Developed alongside the now disbanded An Post Chain Reaction team, the goal with the Vitesse was to create an all-round race bike that would be capable of everything from the Spring Classics to the high mountains of France.
So it’s a jack of all trades, which leads me to question: is it a master of none?
Available with rim or disc brakes, the Vitesse is the lightest bike on offer from Vitus and is also very stiff, using a BB 386 Evo and asymmetric chainstays.
Of course, with great stiffness can come great discomfort. In a bid to alleviate this, Vitus has used a 27.2mm carbon seatpost and kept the seatstays skinny.
As a race bike, the geometry is designed with a need for speed. In reach, our size 52 was a tad shorter than a Specialized Tarmac and a Cannondale Supersix Evo, but only by 4-5mm, so nothing that couldn’t be solved by swapping the 100mm stem for a 110mm. The drop is a bit shallower than the Tarmac, but greater than on the Supersix by 2mm, so we’re firmly in road race territory.
It took a ride or two on the Ultegra Di2 disc-equipped test bike to adjust to the layout compared to my standard, but it felt pretty spot on once I’d made some changes to the finishing kit. Behind the 40cm handlebars — standard for a unisex bike of this size — I felt like I was at the wheel of a tractor but as soon as I swapped them for a 38cm of my choice, the Vitesse immediately came alive. On smooth roads, it felt fast: planted to the tarmac, direct and animated.
The frame carries a notably positive drive which seemed to push me up the climbs, and tucked into my best attempt at an aero crouch, it felt speedy on the flat too.
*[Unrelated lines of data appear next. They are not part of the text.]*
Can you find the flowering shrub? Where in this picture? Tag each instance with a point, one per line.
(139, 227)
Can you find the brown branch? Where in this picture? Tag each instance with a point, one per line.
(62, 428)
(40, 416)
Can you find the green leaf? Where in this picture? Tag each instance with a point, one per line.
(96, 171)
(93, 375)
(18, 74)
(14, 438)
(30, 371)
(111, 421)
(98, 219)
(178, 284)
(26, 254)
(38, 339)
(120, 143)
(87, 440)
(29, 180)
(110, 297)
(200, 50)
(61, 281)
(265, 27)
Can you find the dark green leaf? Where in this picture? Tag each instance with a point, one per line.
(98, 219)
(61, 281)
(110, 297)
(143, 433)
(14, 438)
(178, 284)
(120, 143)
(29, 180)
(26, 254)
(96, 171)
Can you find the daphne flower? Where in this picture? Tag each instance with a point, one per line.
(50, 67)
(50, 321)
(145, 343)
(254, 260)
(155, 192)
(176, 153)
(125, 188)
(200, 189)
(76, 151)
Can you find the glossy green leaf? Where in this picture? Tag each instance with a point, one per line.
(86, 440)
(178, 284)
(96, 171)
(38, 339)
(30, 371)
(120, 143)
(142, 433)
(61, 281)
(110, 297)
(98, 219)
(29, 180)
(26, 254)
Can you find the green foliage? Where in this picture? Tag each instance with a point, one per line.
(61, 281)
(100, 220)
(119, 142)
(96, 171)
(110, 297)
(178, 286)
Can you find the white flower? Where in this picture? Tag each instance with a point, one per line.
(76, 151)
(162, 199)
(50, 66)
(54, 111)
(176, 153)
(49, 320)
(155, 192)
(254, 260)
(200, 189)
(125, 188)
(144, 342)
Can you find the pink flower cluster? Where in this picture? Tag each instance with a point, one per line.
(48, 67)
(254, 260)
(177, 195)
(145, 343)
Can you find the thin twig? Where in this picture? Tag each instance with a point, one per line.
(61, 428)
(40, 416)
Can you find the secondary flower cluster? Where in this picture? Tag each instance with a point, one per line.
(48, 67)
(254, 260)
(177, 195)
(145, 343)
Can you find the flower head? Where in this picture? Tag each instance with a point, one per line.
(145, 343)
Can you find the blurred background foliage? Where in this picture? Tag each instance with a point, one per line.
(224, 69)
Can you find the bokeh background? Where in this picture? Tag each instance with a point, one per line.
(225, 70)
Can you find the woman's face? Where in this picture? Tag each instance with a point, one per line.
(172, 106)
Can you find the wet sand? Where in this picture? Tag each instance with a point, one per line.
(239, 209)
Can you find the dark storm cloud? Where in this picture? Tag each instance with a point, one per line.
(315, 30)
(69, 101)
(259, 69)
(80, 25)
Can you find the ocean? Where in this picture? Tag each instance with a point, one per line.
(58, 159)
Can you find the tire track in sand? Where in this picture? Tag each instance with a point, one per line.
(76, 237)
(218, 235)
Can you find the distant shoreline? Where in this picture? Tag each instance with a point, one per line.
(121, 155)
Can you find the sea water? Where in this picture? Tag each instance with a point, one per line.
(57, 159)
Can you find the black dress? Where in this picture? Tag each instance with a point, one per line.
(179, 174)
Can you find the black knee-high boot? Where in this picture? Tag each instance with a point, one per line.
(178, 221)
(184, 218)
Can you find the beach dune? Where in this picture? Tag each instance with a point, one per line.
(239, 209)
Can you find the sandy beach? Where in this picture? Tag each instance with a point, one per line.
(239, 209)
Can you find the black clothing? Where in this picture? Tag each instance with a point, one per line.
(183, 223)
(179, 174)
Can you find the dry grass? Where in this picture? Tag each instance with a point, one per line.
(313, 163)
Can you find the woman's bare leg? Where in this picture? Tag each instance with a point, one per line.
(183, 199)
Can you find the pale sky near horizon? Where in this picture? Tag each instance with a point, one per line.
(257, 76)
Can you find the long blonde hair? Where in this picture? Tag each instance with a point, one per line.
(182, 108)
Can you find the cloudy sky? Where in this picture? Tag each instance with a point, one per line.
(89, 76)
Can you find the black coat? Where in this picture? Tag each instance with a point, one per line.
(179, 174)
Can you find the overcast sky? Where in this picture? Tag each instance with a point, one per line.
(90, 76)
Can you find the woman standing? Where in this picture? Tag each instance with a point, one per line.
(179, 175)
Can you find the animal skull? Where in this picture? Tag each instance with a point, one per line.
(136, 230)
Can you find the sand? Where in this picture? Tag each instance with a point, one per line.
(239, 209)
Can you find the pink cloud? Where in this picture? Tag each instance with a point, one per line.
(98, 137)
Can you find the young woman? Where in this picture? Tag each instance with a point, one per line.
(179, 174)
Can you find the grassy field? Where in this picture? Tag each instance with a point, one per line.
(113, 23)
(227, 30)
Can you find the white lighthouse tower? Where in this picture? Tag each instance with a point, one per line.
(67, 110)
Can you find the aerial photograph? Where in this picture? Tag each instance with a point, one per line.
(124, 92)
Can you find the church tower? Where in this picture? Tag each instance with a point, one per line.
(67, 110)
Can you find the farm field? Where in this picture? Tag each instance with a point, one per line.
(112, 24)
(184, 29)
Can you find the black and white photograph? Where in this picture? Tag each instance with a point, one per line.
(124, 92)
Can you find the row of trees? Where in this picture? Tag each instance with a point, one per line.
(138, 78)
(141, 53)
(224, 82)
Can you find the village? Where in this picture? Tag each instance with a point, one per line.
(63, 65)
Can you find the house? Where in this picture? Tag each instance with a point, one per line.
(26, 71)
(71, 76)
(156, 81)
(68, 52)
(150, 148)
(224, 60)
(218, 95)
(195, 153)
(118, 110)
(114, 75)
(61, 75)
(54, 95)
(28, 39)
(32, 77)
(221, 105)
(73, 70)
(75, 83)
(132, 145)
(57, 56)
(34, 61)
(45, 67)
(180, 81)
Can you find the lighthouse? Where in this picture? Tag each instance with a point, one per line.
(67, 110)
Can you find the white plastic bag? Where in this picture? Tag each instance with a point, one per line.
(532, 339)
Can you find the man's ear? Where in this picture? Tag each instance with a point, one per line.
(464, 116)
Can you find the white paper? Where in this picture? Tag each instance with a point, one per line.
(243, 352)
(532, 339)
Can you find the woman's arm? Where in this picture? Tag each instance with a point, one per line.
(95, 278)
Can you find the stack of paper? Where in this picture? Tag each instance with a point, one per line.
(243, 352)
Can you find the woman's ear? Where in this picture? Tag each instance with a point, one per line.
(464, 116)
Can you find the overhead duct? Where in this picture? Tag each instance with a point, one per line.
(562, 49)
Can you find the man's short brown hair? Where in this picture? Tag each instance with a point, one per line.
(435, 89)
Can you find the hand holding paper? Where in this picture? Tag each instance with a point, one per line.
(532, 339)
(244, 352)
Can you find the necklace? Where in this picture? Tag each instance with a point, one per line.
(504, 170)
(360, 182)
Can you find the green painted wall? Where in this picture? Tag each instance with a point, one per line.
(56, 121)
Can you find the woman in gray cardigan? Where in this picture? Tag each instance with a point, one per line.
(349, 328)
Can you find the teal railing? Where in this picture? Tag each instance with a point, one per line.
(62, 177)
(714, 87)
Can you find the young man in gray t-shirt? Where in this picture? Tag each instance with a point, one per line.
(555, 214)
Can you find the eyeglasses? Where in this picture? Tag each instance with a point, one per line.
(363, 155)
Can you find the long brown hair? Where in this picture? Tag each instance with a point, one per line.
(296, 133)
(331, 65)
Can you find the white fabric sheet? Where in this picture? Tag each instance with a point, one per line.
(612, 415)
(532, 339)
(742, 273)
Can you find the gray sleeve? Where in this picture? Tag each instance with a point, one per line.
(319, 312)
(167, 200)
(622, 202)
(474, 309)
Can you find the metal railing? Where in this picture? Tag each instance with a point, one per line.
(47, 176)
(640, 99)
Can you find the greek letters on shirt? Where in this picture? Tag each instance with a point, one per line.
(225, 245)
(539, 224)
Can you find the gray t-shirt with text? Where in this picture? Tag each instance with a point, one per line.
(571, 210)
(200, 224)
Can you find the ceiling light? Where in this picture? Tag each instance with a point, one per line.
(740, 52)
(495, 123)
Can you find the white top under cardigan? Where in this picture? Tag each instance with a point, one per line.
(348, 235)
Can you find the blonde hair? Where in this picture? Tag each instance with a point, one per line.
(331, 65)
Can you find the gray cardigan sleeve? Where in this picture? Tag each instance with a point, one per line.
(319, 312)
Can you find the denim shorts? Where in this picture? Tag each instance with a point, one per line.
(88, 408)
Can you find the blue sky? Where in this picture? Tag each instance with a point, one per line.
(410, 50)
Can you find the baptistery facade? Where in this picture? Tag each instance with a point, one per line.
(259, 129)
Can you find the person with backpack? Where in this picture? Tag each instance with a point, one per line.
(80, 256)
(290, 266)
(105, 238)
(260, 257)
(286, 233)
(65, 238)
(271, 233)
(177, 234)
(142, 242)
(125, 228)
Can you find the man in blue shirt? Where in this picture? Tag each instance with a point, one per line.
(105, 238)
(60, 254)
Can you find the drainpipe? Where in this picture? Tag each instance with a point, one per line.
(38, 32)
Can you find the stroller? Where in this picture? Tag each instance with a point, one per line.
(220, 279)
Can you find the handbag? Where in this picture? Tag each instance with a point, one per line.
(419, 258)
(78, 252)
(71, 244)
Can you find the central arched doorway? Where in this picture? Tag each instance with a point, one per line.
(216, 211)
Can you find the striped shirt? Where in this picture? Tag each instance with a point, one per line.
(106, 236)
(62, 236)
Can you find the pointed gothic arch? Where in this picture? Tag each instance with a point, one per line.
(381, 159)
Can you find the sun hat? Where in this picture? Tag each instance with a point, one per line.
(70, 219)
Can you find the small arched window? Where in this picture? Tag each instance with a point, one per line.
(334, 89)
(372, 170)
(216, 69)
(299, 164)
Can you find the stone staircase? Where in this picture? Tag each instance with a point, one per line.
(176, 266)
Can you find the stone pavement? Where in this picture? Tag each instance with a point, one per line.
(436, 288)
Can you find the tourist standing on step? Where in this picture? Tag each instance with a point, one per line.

What let it down were rough roads, where what had felt like a stunningly direct and natural ride was replaced with the tinny clatter of harsh carbon — even when riding at 80psi.
I like a fast, stiff race bike as much as anyone — but faced with a stretch of unmade tarmac, I don’t want to feel like I’ve been transported to the rock gardens of Afan forest.
Spend more on the frame and sacrifice the swanky spec, and you could have both stiffness and compliance, instead of only the former, as is the case here.